I now see the difference between being protected from remote connections and from within a network, therefore securing both your wired and wireless networks is important.

The confusion is why did I have those problems setting up the network and why is it all magically working properly now? I understand the theory of turning off printer and file sharing and that is why only the shared documents folders are accessible.

I guess I wanted to have my cake and eat it too. I wanted full access to each PC from within my network but also protect them from outside connections and hacking. If I use a wireless/wired router that has it's own firewall is that the answer? Is that safe enough to trust and would that allow me to turn off file sharing?

By the way, I am not using Windows Firewall either. I use EZ Armor from Computer Associates.

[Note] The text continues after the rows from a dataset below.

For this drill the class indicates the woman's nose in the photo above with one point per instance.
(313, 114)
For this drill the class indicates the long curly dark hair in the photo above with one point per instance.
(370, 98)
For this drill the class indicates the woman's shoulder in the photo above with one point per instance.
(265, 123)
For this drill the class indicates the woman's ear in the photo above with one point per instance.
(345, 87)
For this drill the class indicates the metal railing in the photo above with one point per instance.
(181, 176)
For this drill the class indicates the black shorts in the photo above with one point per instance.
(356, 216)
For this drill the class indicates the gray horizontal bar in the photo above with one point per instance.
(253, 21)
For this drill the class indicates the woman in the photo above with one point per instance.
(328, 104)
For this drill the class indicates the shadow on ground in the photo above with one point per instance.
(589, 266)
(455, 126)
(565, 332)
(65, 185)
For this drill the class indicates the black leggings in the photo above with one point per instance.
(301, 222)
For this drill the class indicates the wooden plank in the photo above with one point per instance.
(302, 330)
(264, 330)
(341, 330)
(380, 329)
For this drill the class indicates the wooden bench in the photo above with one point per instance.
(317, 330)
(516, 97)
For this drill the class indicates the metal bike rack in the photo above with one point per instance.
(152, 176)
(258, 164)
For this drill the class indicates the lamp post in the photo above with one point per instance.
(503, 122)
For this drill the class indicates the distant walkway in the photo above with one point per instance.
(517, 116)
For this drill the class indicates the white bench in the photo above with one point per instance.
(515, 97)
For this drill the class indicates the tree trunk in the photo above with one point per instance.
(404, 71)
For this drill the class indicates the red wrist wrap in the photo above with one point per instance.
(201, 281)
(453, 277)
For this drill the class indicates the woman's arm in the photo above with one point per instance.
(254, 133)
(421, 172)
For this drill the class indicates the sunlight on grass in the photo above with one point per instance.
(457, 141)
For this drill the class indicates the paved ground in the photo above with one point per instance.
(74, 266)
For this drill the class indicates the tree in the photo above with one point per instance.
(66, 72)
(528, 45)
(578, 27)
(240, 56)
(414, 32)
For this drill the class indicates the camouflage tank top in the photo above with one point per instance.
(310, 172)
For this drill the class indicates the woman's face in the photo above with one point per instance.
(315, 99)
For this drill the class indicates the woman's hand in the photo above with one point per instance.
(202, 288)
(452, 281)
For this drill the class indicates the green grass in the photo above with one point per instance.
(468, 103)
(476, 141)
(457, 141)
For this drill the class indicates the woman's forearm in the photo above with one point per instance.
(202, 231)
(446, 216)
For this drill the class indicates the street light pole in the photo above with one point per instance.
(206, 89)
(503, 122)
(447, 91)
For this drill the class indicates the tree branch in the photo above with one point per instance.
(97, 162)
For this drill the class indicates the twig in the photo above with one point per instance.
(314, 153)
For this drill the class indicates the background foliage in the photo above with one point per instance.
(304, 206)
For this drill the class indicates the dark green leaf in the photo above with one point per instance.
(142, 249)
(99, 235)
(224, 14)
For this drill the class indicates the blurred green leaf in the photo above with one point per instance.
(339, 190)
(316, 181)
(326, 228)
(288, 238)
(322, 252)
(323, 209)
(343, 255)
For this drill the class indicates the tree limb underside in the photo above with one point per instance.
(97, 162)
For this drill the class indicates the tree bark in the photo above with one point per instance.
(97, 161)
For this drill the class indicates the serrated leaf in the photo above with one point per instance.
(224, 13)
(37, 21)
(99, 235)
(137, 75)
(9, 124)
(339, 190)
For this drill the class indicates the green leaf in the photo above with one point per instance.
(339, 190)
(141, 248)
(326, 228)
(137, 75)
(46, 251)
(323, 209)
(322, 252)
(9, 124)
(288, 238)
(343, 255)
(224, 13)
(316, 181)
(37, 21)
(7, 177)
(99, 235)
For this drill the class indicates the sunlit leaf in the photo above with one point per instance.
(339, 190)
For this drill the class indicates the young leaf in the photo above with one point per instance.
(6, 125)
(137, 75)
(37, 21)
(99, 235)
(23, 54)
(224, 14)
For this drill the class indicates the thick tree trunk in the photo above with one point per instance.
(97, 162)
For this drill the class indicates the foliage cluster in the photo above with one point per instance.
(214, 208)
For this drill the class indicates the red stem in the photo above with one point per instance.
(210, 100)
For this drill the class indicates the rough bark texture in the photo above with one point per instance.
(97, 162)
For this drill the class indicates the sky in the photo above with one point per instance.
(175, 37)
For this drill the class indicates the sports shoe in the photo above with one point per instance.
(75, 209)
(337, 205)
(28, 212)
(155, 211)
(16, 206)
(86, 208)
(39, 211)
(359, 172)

Thank you for sharing you knowledge! /forums/images/%%GRAEMLIN_URL%%/rockon.gif

Kyle E. Grathwol · October 2, 2006

The issue was probably with your firewall. I use Zone Alarm. When I set up a network and I want to map a drive to another machine, I have to shut Zone Alarm off or else I can't hit the drive. When using an aggressive firewall I usually set everything up and then launch the firewall. When it detects the network I put it in the trusted zone and don't have problems after that. Make sure all of your machines are in the same workgroup.

Are any of your machines running Windows 2000 Pro? W2000 is a very good, stable and SECURE operating system. Consequently it can be a little finicky to set up a network.

As far as safe wireless is concerned, this is what I do.

1. Change the default password and SSID for the router. Changing the default password is very important.

2. Turn off the SSID broadcast.

3. Set up WPA or WEP encryption. You can only use the encryption level that all your devices support.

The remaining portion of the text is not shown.